Is it a problem, that the start of a crypt ciphertext can be easily guessed?
That happens by design for excellent encryption systems, e.g. because every ciphertext starts with a version and key identifier. But in the case at hand, that's the symptom of a devastating error: AES-CTR is being used for different records with the same constant IV, therefore the cipher degenerates to XOR with a constant bitstring, which is very poor encryption.
AES-CTR mode is designed to be used as follows:
- At encryption of each cryptogram, it's chosen a fresh IV, usually 8-bytes, by some process than makes it very unlikely that the same IV will be chosen again for a given key. An incremental counter might do, if there's no way it can be reset†.
- That IV is put as the first bytes of the ciphertext. These bytes are used at decryption to get the IV.
- That IV is extended to 128-bit, typically internally to the implementation of the CTR-mode cipher.
I need the output to be unintelligible and unalterable.
Then do not use AES-CTR. It aims only at confidentiality of the data, not integrity, which typically is also an operational requirement, and one we read in "unalterable". For this we have authenticated encryption, e.g. AES-GCM, and variants of that which make nonce (aka IV) reuse a lesser disaster, e.g. AES-GCM-SIV.

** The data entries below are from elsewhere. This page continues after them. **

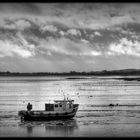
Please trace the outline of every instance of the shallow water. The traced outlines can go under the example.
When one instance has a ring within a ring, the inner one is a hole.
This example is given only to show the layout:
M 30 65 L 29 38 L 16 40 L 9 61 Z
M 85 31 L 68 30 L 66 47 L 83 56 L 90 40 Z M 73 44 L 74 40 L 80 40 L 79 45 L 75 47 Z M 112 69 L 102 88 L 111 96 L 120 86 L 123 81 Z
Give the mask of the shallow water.
M 115 78 L 0 77 L 0 136 L 140 136 L 140 82 Z M 28 102 L 44 110 L 63 94 L 80 104 L 73 119 L 21 122 L 17 115 Z

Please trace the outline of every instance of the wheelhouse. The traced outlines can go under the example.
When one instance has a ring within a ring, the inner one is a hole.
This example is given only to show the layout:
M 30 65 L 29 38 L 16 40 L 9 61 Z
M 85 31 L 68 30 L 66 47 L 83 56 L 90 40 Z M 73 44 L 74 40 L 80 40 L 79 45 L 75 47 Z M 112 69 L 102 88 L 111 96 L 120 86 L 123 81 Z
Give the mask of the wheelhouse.
M 45 104 L 46 111 L 66 111 L 73 109 L 74 100 L 54 100 L 54 104 Z

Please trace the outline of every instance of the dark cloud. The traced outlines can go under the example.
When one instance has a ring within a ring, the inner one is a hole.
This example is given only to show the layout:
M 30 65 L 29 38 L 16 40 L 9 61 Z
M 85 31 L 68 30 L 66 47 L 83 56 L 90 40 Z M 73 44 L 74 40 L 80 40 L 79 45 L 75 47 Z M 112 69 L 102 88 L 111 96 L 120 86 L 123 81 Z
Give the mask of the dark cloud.
M 125 29 L 140 33 L 140 23 L 129 23 L 124 26 Z
M 64 12 L 62 12 L 60 10 L 54 10 L 54 13 L 53 13 L 52 16 L 63 17 L 64 16 Z
M 1 3 L 0 12 L 41 14 L 41 9 L 32 3 Z
M 1 40 L 12 40 L 14 36 L 16 36 L 16 30 L 6 30 L 0 28 L 0 39 Z

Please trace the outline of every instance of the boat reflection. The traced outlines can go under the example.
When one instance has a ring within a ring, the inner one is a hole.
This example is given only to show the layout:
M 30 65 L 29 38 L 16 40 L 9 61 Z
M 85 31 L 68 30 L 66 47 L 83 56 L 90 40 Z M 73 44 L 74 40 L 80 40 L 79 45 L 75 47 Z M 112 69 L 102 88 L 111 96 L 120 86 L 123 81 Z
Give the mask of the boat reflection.
M 76 120 L 66 120 L 56 122 L 55 125 L 45 125 L 46 133 L 49 136 L 72 136 L 74 131 L 78 129 Z
M 27 126 L 27 133 L 30 135 L 33 132 L 33 126 Z
M 78 129 L 75 119 L 45 121 L 45 122 L 21 122 L 19 127 L 22 127 L 28 136 L 34 136 L 37 131 L 44 132 L 45 136 L 71 136 Z

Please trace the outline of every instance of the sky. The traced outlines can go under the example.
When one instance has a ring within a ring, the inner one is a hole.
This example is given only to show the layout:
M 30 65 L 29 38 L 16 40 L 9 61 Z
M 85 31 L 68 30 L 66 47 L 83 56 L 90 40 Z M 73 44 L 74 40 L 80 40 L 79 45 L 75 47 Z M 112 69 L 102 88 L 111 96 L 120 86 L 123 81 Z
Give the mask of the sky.
M 140 69 L 139 3 L 1 3 L 0 71 Z

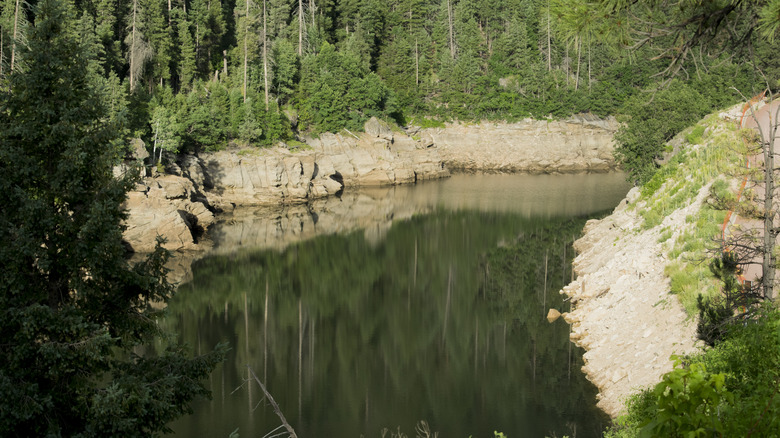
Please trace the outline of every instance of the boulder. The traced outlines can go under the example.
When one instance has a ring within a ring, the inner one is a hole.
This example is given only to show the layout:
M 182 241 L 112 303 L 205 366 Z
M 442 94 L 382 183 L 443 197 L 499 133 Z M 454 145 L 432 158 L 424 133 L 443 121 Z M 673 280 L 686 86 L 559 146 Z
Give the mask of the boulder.
M 139 161 L 149 158 L 149 151 L 146 150 L 146 143 L 140 138 L 130 140 L 130 152 L 133 154 L 133 158 Z
M 363 130 L 366 131 L 366 134 L 372 137 L 393 141 L 393 130 L 390 129 L 390 125 L 382 120 L 377 119 L 376 117 L 371 117 L 368 119 L 366 124 L 363 126 Z

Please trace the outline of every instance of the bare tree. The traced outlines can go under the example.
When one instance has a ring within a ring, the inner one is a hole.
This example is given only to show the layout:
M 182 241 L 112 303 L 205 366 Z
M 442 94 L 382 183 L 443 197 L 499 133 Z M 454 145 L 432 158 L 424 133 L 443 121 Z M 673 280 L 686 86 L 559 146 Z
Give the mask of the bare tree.
M 14 8 L 14 34 L 11 39 L 11 72 L 14 71 L 14 60 L 16 58 L 16 40 L 19 37 L 19 0 L 16 0 Z
M 268 13 L 267 0 L 263 0 L 263 91 L 265 110 L 268 111 Z
M 129 76 L 131 92 L 135 89 L 138 83 L 138 77 L 143 72 L 144 64 L 152 57 L 152 49 L 144 40 L 143 33 L 141 32 L 139 9 L 138 0 L 133 0 L 133 14 L 130 19 L 130 33 L 127 35 L 127 40 L 125 41 L 128 46 L 127 57 L 130 62 Z

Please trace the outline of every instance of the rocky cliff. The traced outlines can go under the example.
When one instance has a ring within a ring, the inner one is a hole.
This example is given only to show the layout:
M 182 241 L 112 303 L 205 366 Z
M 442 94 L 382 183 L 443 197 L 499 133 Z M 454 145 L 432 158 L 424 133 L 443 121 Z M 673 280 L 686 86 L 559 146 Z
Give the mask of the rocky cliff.
M 247 148 L 184 155 L 166 175 L 146 178 L 128 195 L 125 238 L 137 252 L 160 235 L 171 250 L 196 249 L 213 213 L 238 206 L 311 202 L 345 187 L 415 183 L 449 175 L 449 168 L 575 172 L 614 168 L 614 120 L 449 125 L 408 134 L 375 118 L 365 132 L 307 138 L 307 148 Z M 139 158 L 144 150 L 135 145 Z M 147 154 L 148 155 L 148 154 Z
M 448 124 L 421 134 L 436 145 L 450 169 L 606 172 L 616 168 L 612 151 L 617 128 L 613 117 L 583 114 L 569 120 Z
M 449 175 L 430 142 L 395 133 L 377 119 L 369 120 L 365 131 L 310 138 L 310 147 L 298 152 L 276 147 L 181 156 L 167 167 L 168 174 L 145 178 L 128 194 L 125 239 L 136 252 L 151 251 L 158 235 L 170 250 L 196 249 L 215 212 L 301 204 L 345 187 Z

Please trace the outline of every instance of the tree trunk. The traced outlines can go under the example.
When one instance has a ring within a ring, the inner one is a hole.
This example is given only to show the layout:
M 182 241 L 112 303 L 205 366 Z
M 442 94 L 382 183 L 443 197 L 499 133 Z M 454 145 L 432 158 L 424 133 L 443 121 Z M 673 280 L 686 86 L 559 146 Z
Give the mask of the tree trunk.
M 775 283 L 775 254 L 774 248 L 777 240 L 777 230 L 775 229 L 774 212 L 774 193 L 775 193 L 775 136 L 778 127 L 778 112 L 780 106 L 773 116 L 772 111 L 767 111 L 769 117 L 768 138 L 764 141 L 764 258 L 762 263 L 763 270 L 763 288 L 764 297 L 774 300 Z M 758 124 L 758 122 L 757 122 Z
M 590 33 L 588 33 L 588 91 L 590 91 L 590 86 L 591 86 L 591 74 L 590 74 L 590 67 L 591 67 L 591 65 L 590 65 L 590 64 L 591 64 L 591 62 L 590 62 L 590 54 L 591 54 L 591 50 L 590 50 Z
M 265 91 L 265 110 L 268 111 L 268 19 L 266 0 L 263 0 L 263 90 Z
M 420 52 L 417 48 L 417 38 L 414 39 L 414 85 L 420 85 Z
M 580 88 L 580 62 L 582 61 L 582 44 L 580 37 L 577 37 L 574 44 L 577 45 L 577 73 L 574 75 L 574 90 L 577 91 Z
M 17 0 L 18 2 L 18 0 Z M 132 25 L 132 31 L 130 36 L 130 92 L 133 91 L 133 88 L 135 87 L 135 19 L 136 19 L 136 11 L 138 9 L 138 0 L 133 0 L 133 25 Z M 13 59 L 13 57 L 11 58 Z M 13 65 L 13 62 L 12 62 Z M 13 68 L 13 67 L 12 67 Z M 154 157 L 152 157 L 154 158 Z
M 247 49 L 248 39 L 249 39 L 249 0 L 246 0 L 246 15 L 244 16 L 244 85 L 241 88 L 241 95 L 244 96 L 244 103 L 246 103 L 246 76 L 247 76 L 247 66 L 249 64 L 248 57 L 249 57 L 249 51 Z
M 3 56 L 3 35 L 4 33 L 0 30 L 0 78 L 3 77 L 3 61 L 5 61 L 5 56 Z
M 303 0 L 298 0 L 298 56 L 303 56 Z
M 547 0 L 547 71 L 552 71 L 552 39 L 550 37 L 550 0 Z
M 452 30 L 452 2 L 447 0 L 447 22 L 450 30 L 450 57 L 455 59 L 455 39 Z
M 16 59 L 16 38 L 18 36 L 19 29 L 19 0 L 16 0 L 16 7 L 14 8 L 14 35 L 11 40 L 11 73 L 14 71 L 14 60 Z

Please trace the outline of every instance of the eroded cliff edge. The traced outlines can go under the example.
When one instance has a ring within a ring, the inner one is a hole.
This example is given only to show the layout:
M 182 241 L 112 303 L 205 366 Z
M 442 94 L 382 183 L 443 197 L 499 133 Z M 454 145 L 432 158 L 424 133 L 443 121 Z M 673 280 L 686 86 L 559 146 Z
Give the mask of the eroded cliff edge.
M 528 173 L 615 170 L 614 117 L 579 114 L 566 120 L 455 123 L 425 129 L 450 169 Z
M 706 191 L 649 230 L 642 229 L 642 206 L 629 208 L 637 195 L 632 189 L 610 216 L 588 221 L 574 243 L 577 279 L 561 291 L 572 302 L 564 314 L 571 340 L 586 350 L 583 372 L 599 389 L 598 406 L 613 418 L 626 397 L 672 370 L 670 356 L 692 352 L 696 339 L 695 322 L 670 292 L 659 237 L 666 227 L 684 227 Z
M 561 291 L 573 310 L 564 318 L 586 350 L 583 371 L 599 389 L 598 405 L 612 417 L 672 370 L 672 355 L 697 350 L 697 296 L 721 287 L 708 260 L 724 234 L 740 232 L 726 228 L 733 221 L 724 222 L 728 205 L 719 199 L 744 184 L 735 177 L 748 151 L 742 111 L 734 106 L 678 134 L 668 145 L 674 159 L 611 215 L 589 221 L 574 244 L 577 279 Z
M 136 252 L 151 251 L 158 235 L 170 250 L 203 249 L 215 213 L 308 203 L 347 187 L 437 179 L 449 169 L 609 171 L 616 129 L 614 119 L 587 115 L 407 132 L 371 119 L 359 135 L 306 138 L 308 147 L 295 152 L 275 147 L 183 155 L 165 175 L 145 178 L 129 193 L 125 239 Z

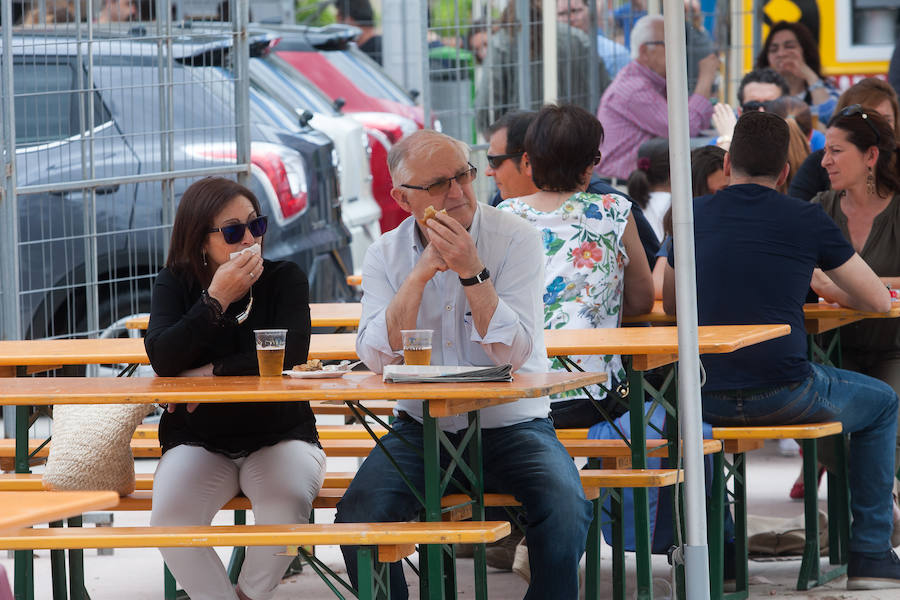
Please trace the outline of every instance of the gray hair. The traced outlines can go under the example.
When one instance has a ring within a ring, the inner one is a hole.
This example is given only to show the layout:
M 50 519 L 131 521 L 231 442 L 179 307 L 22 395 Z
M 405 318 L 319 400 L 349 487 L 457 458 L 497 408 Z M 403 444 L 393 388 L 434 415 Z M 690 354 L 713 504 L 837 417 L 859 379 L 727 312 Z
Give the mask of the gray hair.
M 433 129 L 420 129 L 394 144 L 388 152 L 388 169 L 391 172 L 391 182 L 394 187 L 409 183 L 412 174 L 406 164 L 408 156 L 415 155 L 428 160 L 447 144 L 456 146 L 466 160 L 469 159 L 469 146 L 465 142 Z
M 664 23 L 661 15 L 644 15 L 631 28 L 631 58 L 635 59 L 641 52 L 641 46 L 655 41 L 654 23 Z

Caution: defining the operational requirement of cryptography in database applications is hard. For example, when encrypting the answer to a secret question used for user authentication purpose, authenticated encryption of that data in isolation is not enough (because it still allows substituting the unknown answer with a known one). One solution to that is to enter the identification of the cell encrypted as GCM Additional Authenticated Data.
† It's often difficult to keep track of which IVs have been used. One strategy then is to generate the IVs at random: probability of two identical $b$-bit IVs after $n$ are drawn is no more than $n(n-1)/2^{b+1}$ if a working true random number generator is used. Up to $n$ in millions, that's fine for the usual $b=64$. Above that, an option is to use $b=80$ or $b=96$, noting that no more than $2^{132-b}$ bytes should be encrypted with the same IV.